How to help your autistic child communicate
The importance of having a voice
Lack of adequate communication skills and stunted socialization are two of the major stumbling blocks that children with autism experience. As parents of these special girls and boys, we are often not properly equipped to teach them to have a 'voice' - whether that voice is spoken, or through assistive devices.
But the frustration that these children feel as they grow up without fluent language can show itself through aggression and depressive behaviour.
Finding that voice
There are a variety of ways to help your child find his voice, and the method that you choose will depend on the severity of your child's disability and the method that your child excels at using. Options are best discussed with your child's Speech Language Pathologist or other such professional.
If spoken language is not possible or is limited, there are many other options. The exact devices will obviously vary depending on your location.
As with any new form of communication, learning sign language takes time, patience and persistence. Repetition is key!
- This biggest benefit to choosing this type of communication is that there is no assistive device to buy
- There is also no device to carry around
- Although the child's family will learn sign language along with the child, this language will not often be understood by those outside the child's immediate circle.

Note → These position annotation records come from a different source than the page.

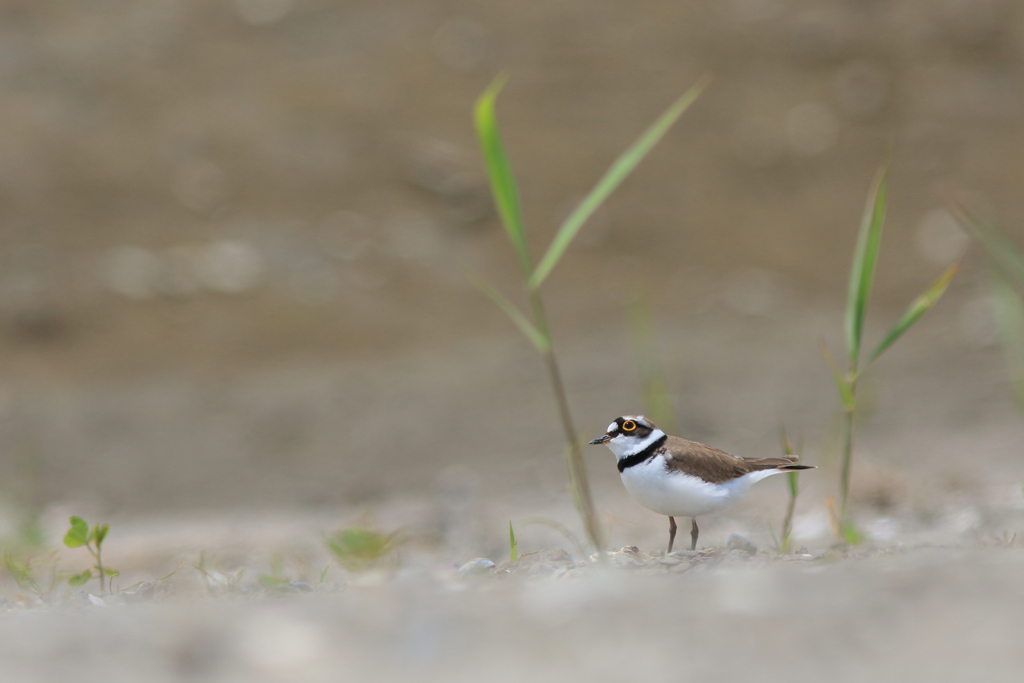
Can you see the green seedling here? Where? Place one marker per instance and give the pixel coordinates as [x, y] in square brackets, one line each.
[535, 325]
[80, 535]
[861, 276]
[359, 549]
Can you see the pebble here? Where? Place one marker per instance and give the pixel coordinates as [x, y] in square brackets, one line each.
[476, 566]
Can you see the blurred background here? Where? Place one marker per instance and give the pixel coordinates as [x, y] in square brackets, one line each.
[236, 238]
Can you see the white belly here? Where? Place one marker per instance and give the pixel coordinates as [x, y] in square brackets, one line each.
[679, 495]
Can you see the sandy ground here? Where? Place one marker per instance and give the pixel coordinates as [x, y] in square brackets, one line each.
[235, 317]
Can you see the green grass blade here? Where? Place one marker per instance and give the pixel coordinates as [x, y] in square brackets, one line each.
[916, 308]
[1009, 309]
[1000, 249]
[536, 337]
[862, 270]
[842, 385]
[611, 179]
[513, 553]
[503, 184]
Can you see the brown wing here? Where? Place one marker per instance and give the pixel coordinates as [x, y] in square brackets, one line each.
[712, 465]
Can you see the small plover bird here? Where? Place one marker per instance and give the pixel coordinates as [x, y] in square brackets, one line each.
[681, 478]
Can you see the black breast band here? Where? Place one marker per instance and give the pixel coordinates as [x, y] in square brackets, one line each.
[643, 456]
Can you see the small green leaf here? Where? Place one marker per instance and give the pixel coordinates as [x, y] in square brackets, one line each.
[80, 579]
[536, 337]
[617, 172]
[503, 184]
[851, 535]
[862, 270]
[842, 385]
[78, 534]
[916, 308]
[271, 582]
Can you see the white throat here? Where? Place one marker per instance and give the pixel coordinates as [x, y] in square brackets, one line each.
[625, 445]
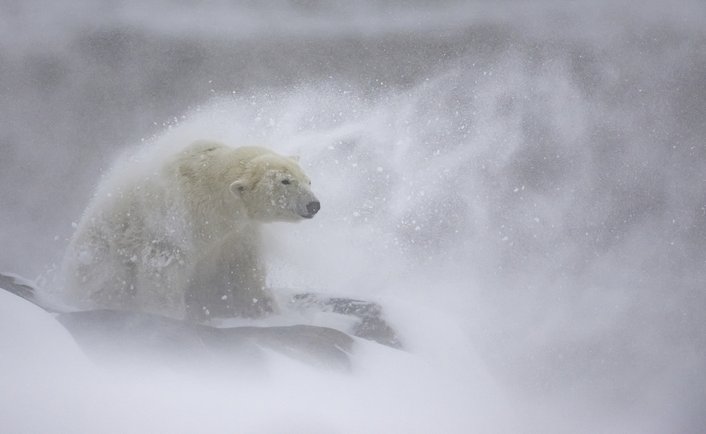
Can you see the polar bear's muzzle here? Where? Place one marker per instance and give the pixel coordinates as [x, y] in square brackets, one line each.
[311, 209]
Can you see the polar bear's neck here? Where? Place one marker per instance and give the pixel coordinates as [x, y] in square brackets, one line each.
[212, 210]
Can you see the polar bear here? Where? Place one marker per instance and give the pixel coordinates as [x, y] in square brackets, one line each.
[181, 238]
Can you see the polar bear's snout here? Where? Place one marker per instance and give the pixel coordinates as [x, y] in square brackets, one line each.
[312, 208]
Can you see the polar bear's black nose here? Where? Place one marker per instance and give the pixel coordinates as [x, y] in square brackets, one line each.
[312, 208]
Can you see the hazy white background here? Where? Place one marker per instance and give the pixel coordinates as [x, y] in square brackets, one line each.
[522, 186]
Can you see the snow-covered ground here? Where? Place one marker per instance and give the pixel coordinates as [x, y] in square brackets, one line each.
[520, 185]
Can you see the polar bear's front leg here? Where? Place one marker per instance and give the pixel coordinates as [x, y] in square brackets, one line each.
[160, 283]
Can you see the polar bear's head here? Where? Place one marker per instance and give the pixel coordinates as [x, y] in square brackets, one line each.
[274, 188]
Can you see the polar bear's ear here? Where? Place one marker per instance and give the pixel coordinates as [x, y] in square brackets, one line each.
[237, 187]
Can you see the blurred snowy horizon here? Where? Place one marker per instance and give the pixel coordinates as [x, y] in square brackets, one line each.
[531, 175]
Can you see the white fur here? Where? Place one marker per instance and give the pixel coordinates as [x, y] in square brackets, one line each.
[181, 238]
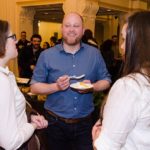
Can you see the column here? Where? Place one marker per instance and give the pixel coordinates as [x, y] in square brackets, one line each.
[86, 8]
[26, 21]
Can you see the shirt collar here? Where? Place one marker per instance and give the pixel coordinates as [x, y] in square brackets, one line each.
[4, 70]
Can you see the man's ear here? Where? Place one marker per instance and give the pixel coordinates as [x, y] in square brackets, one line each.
[83, 31]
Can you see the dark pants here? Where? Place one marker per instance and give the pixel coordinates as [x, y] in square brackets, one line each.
[66, 136]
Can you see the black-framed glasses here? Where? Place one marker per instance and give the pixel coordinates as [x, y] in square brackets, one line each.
[13, 36]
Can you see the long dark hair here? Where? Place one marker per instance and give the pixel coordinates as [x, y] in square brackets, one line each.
[4, 27]
[137, 49]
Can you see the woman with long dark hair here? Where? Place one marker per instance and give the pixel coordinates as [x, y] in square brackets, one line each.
[126, 116]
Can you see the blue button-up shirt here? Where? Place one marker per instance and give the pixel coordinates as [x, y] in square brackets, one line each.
[55, 62]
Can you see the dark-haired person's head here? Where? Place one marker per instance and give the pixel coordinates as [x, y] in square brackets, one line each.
[36, 41]
[46, 45]
[7, 42]
[137, 43]
[23, 35]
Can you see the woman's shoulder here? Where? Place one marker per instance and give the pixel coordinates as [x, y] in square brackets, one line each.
[132, 81]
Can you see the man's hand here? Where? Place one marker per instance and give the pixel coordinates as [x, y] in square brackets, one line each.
[96, 130]
[86, 90]
[38, 121]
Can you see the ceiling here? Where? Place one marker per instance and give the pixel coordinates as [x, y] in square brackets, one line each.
[54, 12]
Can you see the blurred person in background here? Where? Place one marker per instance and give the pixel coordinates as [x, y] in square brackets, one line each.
[46, 45]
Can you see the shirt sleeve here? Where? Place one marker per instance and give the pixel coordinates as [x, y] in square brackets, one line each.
[102, 72]
[40, 72]
[11, 135]
[120, 116]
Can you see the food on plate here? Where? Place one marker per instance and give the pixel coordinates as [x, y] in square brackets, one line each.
[81, 85]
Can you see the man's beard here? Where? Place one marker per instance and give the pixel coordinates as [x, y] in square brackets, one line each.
[72, 42]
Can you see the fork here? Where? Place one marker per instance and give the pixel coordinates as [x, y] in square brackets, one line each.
[77, 77]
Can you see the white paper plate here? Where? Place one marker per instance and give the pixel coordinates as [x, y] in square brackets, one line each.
[81, 86]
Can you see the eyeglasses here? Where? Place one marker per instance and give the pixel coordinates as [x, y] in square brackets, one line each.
[13, 36]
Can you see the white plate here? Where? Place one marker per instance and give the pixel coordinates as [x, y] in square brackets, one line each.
[81, 86]
[22, 80]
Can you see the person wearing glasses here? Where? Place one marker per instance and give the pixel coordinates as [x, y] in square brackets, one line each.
[14, 127]
[126, 116]
[29, 56]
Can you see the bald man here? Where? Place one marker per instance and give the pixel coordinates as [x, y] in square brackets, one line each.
[69, 111]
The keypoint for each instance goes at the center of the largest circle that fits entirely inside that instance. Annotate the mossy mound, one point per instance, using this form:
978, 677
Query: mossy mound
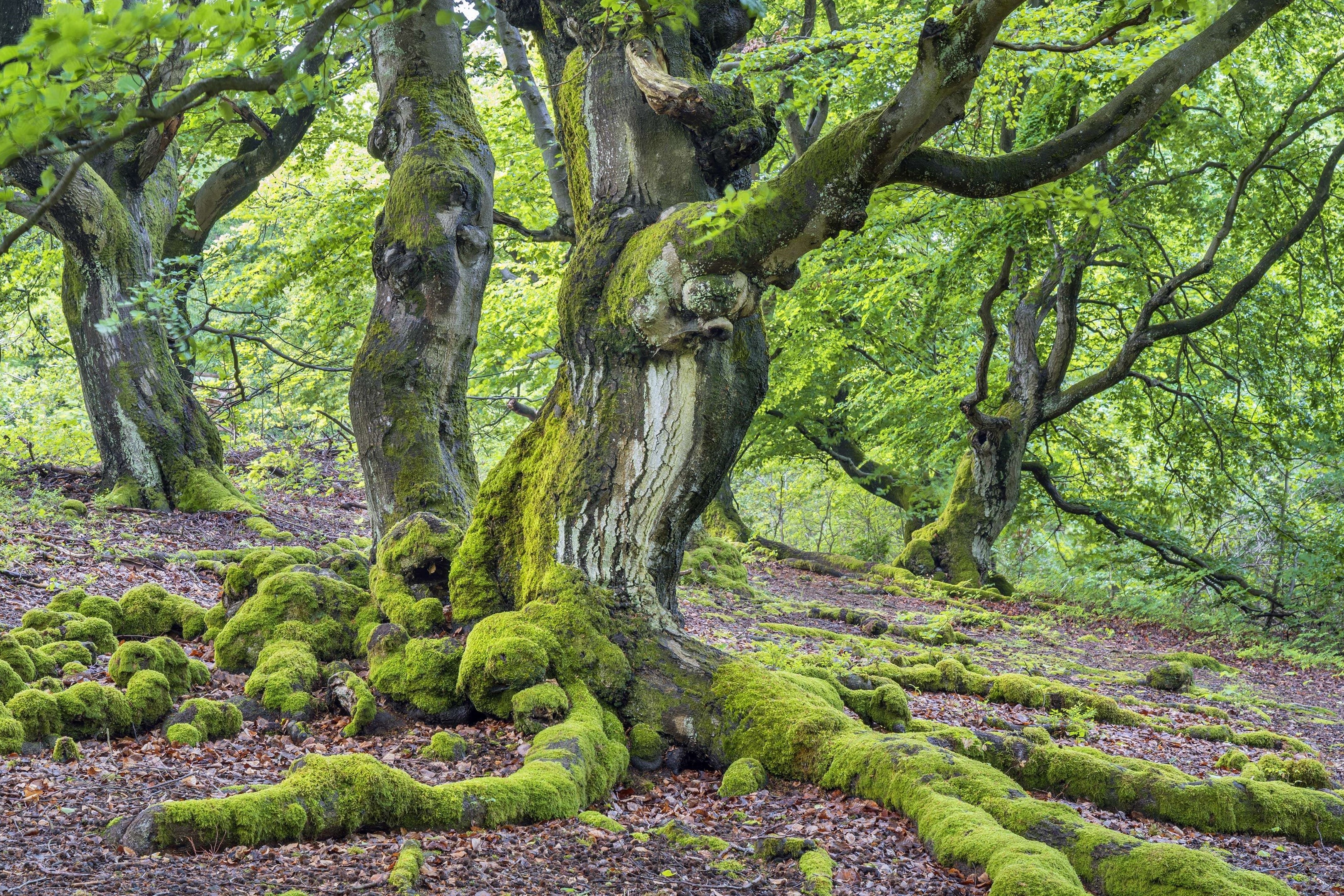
744, 777
285, 677
63, 652
150, 610
150, 696
446, 746
539, 707
410, 578
1171, 676
37, 711
714, 562
129, 659
212, 718
90, 710
300, 604
17, 656
66, 750
420, 672
10, 682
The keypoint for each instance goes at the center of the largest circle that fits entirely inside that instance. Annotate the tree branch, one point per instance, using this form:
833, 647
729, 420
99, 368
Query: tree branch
987, 178
1214, 575
971, 404
1077, 47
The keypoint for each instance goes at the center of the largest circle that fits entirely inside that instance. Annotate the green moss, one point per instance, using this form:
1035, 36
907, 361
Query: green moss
539, 707
150, 610
744, 777
421, 672
101, 608
37, 711
93, 631
90, 710
570, 766
410, 578
63, 652
1171, 676
185, 734
1272, 740
212, 718
714, 562
366, 707
603, 823
679, 835
405, 874
10, 682
285, 677
66, 750
645, 742
68, 601
150, 698
446, 746
17, 656
1018, 689
324, 605
129, 659
818, 872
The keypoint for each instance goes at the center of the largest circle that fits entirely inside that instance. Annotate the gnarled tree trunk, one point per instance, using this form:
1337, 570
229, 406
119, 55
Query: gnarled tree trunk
432, 257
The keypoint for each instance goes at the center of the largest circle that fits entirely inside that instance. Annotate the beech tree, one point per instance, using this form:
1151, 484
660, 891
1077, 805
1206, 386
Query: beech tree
564, 563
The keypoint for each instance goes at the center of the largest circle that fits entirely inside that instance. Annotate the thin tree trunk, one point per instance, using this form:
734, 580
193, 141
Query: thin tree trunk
432, 258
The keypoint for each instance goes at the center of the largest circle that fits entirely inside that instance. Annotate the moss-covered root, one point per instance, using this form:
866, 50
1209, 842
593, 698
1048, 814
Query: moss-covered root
405, 875
818, 872
570, 766
967, 811
1227, 805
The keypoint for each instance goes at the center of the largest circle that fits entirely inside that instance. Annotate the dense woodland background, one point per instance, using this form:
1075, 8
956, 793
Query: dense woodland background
1227, 443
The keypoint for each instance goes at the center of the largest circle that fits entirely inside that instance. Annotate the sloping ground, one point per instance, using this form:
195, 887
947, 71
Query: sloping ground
54, 815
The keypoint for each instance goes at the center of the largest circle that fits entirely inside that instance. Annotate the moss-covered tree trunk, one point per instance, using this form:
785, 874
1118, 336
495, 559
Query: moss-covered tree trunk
158, 445
432, 257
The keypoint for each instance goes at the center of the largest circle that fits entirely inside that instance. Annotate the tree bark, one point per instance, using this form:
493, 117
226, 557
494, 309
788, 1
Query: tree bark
432, 258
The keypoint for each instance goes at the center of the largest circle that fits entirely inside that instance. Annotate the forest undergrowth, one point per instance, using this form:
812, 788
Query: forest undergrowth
665, 829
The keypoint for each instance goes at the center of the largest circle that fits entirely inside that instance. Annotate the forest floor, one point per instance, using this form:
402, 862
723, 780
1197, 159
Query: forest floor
53, 816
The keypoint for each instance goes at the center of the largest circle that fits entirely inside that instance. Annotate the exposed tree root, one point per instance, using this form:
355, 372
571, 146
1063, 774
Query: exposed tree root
570, 766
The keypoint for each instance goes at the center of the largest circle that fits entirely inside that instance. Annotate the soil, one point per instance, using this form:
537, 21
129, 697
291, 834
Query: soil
54, 815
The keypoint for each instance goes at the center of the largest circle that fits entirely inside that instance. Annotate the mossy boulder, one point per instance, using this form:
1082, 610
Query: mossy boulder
97, 606
410, 578
744, 777
284, 679
177, 665
37, 711
419, 672
714, 562
185, 735
150, 610
150, 696
17, 656
10, 682
63, 652
212, 718
129, 659
1171, 676
539, 707
93, 631
92, 710
504, 655
66, 750
446, 746
320, 610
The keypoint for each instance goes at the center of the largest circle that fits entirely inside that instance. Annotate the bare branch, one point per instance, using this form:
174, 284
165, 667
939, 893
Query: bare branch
1077, 47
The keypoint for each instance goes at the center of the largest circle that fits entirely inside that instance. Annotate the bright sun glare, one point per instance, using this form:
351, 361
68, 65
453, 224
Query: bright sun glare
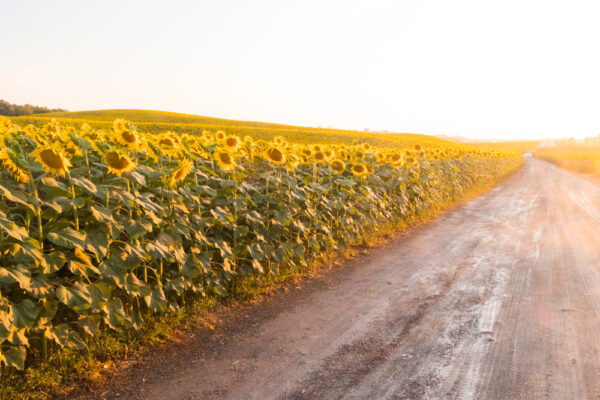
483, 70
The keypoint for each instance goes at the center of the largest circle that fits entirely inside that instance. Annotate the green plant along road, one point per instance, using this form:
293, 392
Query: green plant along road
100, 228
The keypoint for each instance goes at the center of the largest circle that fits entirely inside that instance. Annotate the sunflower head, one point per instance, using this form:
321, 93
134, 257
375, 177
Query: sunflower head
225, 160
231, 143
180, 173
120, 125
18, 173
365, 147
118, 164
220, 136
397, 159
51, 129
359, 170
128, 138
319, 156
53, 160
337, 166
5, 125
168, 145
279, 140
275, 156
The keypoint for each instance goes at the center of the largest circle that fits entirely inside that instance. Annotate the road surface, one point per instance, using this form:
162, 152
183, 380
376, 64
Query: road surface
497, 299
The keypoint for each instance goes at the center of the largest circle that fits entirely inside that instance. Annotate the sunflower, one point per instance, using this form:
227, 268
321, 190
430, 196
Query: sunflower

Symbol-supported communication apps
There are many symbol-supported apps available on iPad and Android devices. Some are available for free, but as with any app, full access and high performance can be best achieved through apps that are paid for.
- These apps are often fully customizable, catering to a wide variety of users of varying abilities
- They run on devices that are often already owned
- These apps can be expensive
- The child needs to carry around a device
For example, Proloquo2Go is an award-winning Augmentative and Alternative Communication (AAC) solution for iPad, iPhone and iPod touch for people who have difficulty speaking or who cannot speak at all. It can be adapted to suit the needs of any user and is completely customizable. Speech can be generated by tapping symbols, photographs, or by typing letter by letter.
Portable communication aids
One example of a portable communication aid is the GoTalk. They come in varying sizes and are customizable with your own images and even your own voice.
- These devices are fully customizable
- Easy to use
- You record your own voice, using your own terms, in any accent, in any language
- Your child must always carry a device around
- Sheets need to be created on a computer, printed, and laminated
Weighing up your options
There are pros and cons to each of the above examples. The method you settle on will depend on the severity of your child's disability and the method that your child naturally chooses.
And don't be surprised if you end up trying them all! And some!
On a personal note
My son, Jake, is 11 years old. He was diagnosed at age 3 with autism and global developmental delay. He is completely non-verbal and relies on a little bit of all three of the above-listed communication methods.
My personal preference was sign language, because we didn't need to worry about lugging a device from room to room, but Jake has not learned many signs.
We also use Proloquo2Go on Jake's iPad and we have a GoTalk20. The GoTalk is probably our least-used device.
Obviously, there are other devices and other teaching methods for those who need help communicating. Sometimes, it's just finding the one that suits your specific needs.